5. En quatrième lieu, aux termes de l'article L. 423-23 du code de l'entrée et du séjour des étrangers et du droit d'asile : " L'étranger qui n'entre pas dans les catégories prévues aux articles L. 423-1, L. 423-7, L. 423-14, L. 423-15, L. 423-21 et L. 423-22 ou dans celles qui ouvrent droit au regroupement familial, et qui dispose de liens personnels et familiaux en France tels que le refus d'autoriser son séjour porterait à son droit au respect de sa vie privée et familiale une atteinte disproportionnée au regard des motifs du refus, se voit délivrer une carte de séjour temporaire portant la mention " vie privée et familiale " d'une durée d'un an, sans que soit opposable la condition prévue à l'article L. 412-1. Les liens mentionnés au premier alinéa sont appréciés notamment au regard de leur intensité, de leur ancienneté et de leur stabilité, des conditions d'existence de l'étranger, de son insertion dans la société française ainsi que de la nature de ses liens avec sa famille restée dans son pays d'origine. () ".

6. Pour l'application des dispositions précitées, l'étranger qui invoque la protection due à son droit au respect de sa vie privée et familiale en France doit apporter toute justification permettant d'apprécier la réalité et la stabilité de ses liens personnels et familiaux effectifs en France au regard de ceux qu'il a conservés dans son pays d'origine.

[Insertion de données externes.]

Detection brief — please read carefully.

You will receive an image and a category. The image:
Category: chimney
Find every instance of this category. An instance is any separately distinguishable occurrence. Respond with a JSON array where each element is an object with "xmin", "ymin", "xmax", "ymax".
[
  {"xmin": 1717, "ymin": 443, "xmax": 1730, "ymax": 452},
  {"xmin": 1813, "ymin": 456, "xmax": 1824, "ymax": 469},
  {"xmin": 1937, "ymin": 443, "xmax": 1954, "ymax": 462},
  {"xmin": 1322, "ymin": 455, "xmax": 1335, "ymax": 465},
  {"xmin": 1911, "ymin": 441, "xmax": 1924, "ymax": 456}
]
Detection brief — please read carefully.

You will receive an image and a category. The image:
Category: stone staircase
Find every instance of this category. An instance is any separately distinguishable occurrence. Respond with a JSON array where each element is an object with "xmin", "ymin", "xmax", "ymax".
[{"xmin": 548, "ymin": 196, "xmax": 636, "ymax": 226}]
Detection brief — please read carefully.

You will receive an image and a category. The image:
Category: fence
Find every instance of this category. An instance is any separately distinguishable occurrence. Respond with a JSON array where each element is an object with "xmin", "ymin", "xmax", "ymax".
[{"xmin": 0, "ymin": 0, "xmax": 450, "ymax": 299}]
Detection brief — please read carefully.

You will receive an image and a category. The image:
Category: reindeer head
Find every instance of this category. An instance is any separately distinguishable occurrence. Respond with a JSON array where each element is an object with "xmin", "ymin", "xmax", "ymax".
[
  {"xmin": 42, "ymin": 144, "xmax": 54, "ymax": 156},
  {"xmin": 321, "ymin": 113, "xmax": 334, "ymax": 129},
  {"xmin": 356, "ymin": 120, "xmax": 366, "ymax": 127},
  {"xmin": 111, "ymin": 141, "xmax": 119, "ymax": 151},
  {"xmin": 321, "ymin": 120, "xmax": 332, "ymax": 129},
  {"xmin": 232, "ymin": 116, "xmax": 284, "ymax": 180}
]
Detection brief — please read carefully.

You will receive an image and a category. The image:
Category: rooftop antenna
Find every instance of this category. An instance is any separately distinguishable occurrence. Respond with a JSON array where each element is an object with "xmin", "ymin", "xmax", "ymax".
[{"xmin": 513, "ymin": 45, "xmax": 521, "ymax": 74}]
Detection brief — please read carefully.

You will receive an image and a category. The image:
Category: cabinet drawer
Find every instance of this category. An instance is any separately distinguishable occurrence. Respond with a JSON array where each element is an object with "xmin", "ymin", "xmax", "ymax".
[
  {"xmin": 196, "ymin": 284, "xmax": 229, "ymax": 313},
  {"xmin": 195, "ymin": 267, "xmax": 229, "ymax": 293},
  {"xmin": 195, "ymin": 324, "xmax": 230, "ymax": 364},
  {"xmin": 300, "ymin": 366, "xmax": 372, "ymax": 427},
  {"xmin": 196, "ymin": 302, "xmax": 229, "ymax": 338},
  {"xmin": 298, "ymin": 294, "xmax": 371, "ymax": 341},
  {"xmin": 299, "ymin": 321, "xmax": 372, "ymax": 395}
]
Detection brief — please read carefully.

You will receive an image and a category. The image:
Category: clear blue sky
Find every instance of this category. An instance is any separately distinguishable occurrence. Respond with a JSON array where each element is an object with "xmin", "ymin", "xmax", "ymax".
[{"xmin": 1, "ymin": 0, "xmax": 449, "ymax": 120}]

7. Si le requérant invoque la régularité du séjour de son épouse sur le territoire et la naissance de leur troisième enfant en 2021, il relève, comme il est précisé dans l'arrêté en litige, des catégories d'étrangers susceptibles de bénéficier du regroupement familial. S'il entend soutenir que les ressources financières actuelles de son épouse seraient insuffisantes pour qu'une telle décision puisse être prise en sa faveur, il ne démontre pas qu'il serait dans l'impossibilité de bénéficier de la procédure de regroupement familial dès lors que le préfet n'est pas en situation de compétence liée pour refuser un tel bénéfice au seul motif de l'insuffisance des ressources. Au surplus, M. A, qui soutient être entré sur le territoire français accompagné de son épouse et de leurs deux enfants, nés en 2007 et 2013, se prévaut de la durée de son séjour sur le territoire. A supposer que M. A soit entré en France, le 14 mars 2017, sa demande de reconnaissance de la qualité de réfugié a été rejetée et il a alors fait l'objet, le 25 janvier 2019, d'une première mesure d'éloignement à laquelle il n'a pas déféré.

8. Il suit de là que le moyen tiré de la méconnaissance des dispositions de l'article L. 423-23 du code de l'entrée et du séjour des étrangers et du droit d'asile doit être écarté. Pour les mêmes motifs, il en va de même du moyen tiré de l'erreur manifeste d'appréciation.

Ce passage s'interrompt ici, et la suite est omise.